This was Peter Gabriel's second solo album. At the young age of 27, PG had just left Genesis and was on a new trajectory with Bruce Springsteen's keyboardist (Roy Bittan) to boot.
Side One
- On the Air - textured ceiling, moog/distorted synth-bass, arpeggiator and harmonies. The lyrics tell a story of an asocial teen that finds solace in musical reverie, or hosts a radio-show?
- D.I.Y. (recommended listen) - acoustic guitar, ascending and descending simultaneous lines, piano percussion, mosquito outro.

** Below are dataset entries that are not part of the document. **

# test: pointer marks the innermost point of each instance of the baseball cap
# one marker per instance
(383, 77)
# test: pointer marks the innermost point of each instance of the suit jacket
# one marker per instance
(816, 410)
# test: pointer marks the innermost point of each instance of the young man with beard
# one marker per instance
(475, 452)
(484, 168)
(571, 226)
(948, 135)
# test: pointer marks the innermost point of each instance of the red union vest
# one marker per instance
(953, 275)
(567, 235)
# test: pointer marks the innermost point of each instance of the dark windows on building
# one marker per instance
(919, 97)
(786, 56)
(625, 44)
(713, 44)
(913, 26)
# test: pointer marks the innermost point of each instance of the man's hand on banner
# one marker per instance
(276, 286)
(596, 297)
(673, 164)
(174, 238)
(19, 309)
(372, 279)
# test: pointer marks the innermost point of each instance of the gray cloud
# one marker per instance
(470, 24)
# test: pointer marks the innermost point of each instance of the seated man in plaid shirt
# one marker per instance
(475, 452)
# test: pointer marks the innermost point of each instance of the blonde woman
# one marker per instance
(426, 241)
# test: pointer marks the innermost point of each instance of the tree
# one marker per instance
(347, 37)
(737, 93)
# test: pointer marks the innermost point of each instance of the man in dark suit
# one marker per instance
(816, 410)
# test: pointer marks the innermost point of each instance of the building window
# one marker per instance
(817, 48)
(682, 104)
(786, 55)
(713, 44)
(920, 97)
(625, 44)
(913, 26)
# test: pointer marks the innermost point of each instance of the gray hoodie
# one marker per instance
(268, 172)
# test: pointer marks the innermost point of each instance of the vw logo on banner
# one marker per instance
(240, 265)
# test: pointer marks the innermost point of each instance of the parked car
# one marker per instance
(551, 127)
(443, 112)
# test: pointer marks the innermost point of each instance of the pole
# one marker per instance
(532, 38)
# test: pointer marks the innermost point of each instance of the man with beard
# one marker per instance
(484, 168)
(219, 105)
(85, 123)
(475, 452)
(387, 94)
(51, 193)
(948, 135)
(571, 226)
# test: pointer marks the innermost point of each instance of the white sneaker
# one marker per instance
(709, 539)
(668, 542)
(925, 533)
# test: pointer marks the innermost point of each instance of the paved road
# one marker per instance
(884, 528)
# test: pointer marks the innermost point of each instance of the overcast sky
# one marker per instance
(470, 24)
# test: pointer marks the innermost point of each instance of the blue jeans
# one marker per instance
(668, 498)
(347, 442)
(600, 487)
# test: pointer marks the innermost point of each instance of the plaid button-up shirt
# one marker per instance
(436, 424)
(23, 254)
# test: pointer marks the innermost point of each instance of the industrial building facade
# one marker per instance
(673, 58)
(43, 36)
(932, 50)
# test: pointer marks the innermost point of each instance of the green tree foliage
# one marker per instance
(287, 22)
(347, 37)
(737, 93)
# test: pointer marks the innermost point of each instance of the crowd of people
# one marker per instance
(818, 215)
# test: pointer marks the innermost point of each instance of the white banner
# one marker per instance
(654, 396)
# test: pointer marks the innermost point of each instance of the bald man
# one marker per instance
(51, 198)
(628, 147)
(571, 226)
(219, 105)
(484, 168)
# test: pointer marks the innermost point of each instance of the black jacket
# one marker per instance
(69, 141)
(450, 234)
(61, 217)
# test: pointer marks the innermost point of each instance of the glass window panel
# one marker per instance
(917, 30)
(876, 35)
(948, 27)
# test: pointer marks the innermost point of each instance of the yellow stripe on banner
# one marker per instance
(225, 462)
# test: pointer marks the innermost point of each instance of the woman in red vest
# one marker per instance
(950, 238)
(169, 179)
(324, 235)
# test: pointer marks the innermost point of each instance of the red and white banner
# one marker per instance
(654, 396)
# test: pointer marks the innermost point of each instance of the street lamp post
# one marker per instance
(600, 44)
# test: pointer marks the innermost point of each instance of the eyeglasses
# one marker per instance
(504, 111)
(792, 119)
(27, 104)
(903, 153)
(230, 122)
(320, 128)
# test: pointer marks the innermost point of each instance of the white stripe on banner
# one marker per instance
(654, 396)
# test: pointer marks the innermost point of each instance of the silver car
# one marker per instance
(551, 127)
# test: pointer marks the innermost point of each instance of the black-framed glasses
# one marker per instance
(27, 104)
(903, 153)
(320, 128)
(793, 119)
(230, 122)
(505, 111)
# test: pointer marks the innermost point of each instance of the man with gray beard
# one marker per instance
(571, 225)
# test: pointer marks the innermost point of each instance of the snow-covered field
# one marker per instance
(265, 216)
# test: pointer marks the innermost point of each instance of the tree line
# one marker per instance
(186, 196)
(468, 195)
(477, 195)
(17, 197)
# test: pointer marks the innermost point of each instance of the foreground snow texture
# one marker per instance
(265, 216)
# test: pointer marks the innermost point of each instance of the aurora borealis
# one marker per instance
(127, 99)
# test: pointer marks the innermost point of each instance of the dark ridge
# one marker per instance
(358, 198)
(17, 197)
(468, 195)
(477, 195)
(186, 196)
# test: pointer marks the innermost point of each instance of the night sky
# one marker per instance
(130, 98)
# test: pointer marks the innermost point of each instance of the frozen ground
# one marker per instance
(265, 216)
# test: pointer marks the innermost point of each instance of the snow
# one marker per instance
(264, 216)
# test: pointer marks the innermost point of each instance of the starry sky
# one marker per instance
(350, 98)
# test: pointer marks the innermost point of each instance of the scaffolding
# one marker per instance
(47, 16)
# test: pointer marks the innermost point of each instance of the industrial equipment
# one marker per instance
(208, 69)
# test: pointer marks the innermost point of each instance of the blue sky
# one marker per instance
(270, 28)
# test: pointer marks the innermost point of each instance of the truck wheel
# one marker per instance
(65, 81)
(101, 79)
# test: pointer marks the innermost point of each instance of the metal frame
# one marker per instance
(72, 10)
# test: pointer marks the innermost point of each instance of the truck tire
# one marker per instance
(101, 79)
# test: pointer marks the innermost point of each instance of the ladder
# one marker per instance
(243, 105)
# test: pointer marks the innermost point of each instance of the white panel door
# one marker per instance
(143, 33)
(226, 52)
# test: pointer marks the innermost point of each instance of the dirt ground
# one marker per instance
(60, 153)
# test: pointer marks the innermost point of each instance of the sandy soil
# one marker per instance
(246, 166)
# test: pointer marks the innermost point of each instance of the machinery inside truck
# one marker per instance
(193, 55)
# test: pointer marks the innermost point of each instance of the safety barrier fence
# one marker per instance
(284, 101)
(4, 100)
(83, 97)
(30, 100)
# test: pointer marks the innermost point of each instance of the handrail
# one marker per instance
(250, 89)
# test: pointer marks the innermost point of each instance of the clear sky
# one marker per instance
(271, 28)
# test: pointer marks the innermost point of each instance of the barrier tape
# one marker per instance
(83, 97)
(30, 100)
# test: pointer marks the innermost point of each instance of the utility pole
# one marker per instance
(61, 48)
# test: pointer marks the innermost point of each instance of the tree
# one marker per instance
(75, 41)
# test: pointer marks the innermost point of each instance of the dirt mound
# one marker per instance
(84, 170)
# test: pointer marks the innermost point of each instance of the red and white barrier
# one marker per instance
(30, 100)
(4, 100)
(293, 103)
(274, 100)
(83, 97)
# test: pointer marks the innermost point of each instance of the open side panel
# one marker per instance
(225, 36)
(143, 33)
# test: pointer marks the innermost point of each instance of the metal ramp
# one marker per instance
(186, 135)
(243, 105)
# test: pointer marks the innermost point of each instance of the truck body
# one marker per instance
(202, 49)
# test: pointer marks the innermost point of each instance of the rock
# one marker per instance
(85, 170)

Freakin' awesome intro gets me every time. I'm not sure, but I believe P.G. founded the D.I.Y. movement with this song? "And I'll tell you, straight in the eye..." friggin' mosquito in my ear!
- Mother of Violence - R&B Gabriel ballad
- A Wonderful Day in a One-Way World - nice and upbeat and goes to prove: money can buy synths.
- White Shadow - perhaps P.G.'s way of creating musical filler, but its still quality.
- Indigo - pretty piano-drive ballad. Nice, signature close-reverb vocals along side pedal-steel (synth or real?). I'm having a hard time deciphering whether the bass and pedal-steel are real or generated sound (same thing I guess)?
- Animal Magic - a little too Santana-like for me. Perhaps I'm confusing it with Black Magic Woman, but the guitar is cheese.
- Exposure - mellow, downtempo
- Flotsam and Jetsam - this song is clogging the needle of my turntable with lint. Distored with gunk. I skip ahead...
- Perspective - holy shit! AC/DC intro. I'm gonna pretend that P.G. is celebrating Gaia on this one. Great guitar texture and saxophone...I'm starting to wonder how much Roy Bittan influenced the sound on this one?
- Home Sweet Home - downright depressing ballad with honky-tonk tendencies.